L’investissement global, estimé à 40 milliards de FCFA, s’inscrit dans la stratégie nationale visant à augmenter la part du cacao transformé localement, encore inférieure à 30 % selon les données sectorielles du Conseil interprofessionnel du cacao et du café (CICC). Le Cameroun reste l’un des principaux producteurs mondiaux de cacao, avec une production annuelle oscillant autour de 280 000 à 300 000 tonnes selon les campagnes agricoles.
Au-delà du marché local, le projet mise également sur l’exportation. L’ouverture progressive du marché chinois aux produits camerounais, avec une exonération de droits de douane annoncée à partir de mai 2026, constitue une opportunité stratégique. Selon les promoteurs, la montée en gamme des produits de Chocolat Rouge correspond aux attentes d’une demande asiatique en forte croissance pour les chocolats premium.
Cette stratégie de diversification intervient alors que les exportateurs africains font face à des normes plus strictes sur les marchés européens, notamment en matière de traçabilité et de certification sanitaire. Dans ce contexte, l’Asie apparaît comme un relais de croissance pour les produits transformés camerounais.

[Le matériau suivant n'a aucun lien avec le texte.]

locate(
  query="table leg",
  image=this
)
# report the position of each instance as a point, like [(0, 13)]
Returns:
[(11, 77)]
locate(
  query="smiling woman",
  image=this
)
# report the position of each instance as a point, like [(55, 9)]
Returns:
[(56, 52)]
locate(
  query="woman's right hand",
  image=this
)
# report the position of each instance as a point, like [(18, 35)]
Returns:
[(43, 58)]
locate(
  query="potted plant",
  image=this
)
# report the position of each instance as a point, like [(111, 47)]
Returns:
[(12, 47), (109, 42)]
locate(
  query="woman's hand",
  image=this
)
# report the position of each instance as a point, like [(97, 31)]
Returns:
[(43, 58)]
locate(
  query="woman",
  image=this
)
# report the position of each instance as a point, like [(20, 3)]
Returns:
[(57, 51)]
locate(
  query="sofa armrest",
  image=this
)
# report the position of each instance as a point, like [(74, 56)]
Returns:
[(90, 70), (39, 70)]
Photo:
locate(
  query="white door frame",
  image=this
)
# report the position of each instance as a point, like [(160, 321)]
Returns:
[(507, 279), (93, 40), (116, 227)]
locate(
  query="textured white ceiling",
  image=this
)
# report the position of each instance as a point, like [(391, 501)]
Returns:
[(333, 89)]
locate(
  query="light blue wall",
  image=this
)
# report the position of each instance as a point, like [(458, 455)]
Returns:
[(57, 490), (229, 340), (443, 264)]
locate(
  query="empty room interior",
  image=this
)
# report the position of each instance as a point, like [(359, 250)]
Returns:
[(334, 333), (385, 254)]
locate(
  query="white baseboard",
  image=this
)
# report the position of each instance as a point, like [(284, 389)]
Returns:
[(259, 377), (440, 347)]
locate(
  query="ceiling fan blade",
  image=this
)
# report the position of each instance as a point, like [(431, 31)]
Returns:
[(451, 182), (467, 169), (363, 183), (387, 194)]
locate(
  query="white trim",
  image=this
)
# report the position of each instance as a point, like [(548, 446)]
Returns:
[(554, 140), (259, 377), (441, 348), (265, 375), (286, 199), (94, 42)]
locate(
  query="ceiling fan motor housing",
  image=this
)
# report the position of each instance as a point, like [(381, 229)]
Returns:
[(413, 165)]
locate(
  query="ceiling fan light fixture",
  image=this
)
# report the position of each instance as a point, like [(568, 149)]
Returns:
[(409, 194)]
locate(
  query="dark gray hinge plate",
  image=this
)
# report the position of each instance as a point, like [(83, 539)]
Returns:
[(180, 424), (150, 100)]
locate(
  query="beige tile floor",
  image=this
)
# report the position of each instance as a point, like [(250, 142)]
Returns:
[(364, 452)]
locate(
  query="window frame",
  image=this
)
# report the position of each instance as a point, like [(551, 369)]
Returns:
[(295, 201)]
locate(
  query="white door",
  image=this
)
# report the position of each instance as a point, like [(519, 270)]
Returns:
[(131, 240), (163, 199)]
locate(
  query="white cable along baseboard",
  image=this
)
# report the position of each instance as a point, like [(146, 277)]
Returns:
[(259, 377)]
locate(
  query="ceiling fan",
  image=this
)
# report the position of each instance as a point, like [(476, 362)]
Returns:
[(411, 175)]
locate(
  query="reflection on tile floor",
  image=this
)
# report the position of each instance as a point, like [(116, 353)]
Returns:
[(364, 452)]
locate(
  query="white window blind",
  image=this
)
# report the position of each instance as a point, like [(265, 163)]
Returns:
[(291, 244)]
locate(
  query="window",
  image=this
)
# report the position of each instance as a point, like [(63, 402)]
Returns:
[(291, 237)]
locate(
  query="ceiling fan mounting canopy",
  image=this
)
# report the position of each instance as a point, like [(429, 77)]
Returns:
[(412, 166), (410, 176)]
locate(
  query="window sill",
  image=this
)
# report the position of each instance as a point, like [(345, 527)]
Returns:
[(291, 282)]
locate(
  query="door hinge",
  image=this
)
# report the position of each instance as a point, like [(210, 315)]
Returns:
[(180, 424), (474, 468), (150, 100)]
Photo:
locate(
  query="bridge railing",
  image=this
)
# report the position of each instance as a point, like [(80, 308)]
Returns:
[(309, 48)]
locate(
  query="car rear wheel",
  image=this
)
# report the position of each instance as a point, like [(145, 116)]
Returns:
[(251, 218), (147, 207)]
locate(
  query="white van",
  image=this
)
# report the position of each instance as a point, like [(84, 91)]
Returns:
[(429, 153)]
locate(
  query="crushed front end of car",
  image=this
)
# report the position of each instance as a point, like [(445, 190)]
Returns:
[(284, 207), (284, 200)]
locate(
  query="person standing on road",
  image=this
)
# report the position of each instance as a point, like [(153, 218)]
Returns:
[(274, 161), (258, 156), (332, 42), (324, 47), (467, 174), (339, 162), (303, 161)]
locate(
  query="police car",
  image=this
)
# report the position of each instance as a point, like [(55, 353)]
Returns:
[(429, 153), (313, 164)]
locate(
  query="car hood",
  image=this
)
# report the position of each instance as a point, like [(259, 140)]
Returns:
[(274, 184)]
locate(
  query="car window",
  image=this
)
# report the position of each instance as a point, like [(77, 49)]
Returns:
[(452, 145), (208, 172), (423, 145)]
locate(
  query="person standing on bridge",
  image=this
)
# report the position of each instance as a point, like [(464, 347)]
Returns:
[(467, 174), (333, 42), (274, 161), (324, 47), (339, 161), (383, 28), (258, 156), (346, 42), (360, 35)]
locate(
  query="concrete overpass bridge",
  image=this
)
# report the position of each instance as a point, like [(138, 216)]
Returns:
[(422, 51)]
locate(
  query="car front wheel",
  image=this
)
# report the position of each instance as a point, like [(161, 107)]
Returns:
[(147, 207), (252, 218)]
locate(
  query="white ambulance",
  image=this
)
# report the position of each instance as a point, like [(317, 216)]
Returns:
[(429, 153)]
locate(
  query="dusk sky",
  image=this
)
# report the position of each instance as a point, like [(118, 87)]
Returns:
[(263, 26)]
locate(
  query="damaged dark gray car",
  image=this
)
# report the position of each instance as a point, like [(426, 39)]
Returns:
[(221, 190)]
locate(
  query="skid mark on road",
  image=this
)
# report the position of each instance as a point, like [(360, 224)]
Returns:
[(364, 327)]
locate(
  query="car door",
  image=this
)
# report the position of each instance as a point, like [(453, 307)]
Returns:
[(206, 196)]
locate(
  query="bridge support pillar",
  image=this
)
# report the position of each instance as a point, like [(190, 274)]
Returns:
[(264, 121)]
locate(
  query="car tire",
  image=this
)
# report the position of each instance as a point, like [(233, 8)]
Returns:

Sur le plan opérationnel, l’usine a déjà entamé des phases de tests industriels et de calibration des équipements. Olivier Bordais souligne la qualité de la main-d’œuvre locale, qui a permis d’accélérer la phase d’installation. Toutefois, le projet fait face à des contraintes structurelles, notamment les coupures d’électricité récurrentes, identifiées comme un frein à la stabilité de la production et à la maîtrise des coûts industriels.
Le projet s’inscrit également dans la perspective plus large de la Zone de libre-échange continentale africaine (ZLECAf), qui devrait ouvrir de nouveaux débouchés régionaux pour les produits chocolatés transformés au Cameroun. À terme, cette intégration pourrait permettre à l’usine d’Obala de cibler non seulement les marchés internationaux, mais aussi les marchés africains en pleine expansion.
Pour les autorités camerounaises, l’entrée en production de Chocolat Rouge constitue une avancée tangible dans la stratégie de transformation structurelle de l’économie. Elle illustre la volonté du pays de réduire progressivement l’exportation de matières premières brutes au profit d’une industrialisation locale plus poussée.
Si les premières tablettes arrivent effectivement sur le marché dans les prochaines semaines, le projet franchira une étape décisive : celle du passage de l’investissement industriel à la création effective de valeur ajoutée locale, avec un impact attendu sur l’emploi, les revenus agricoles et les exportations.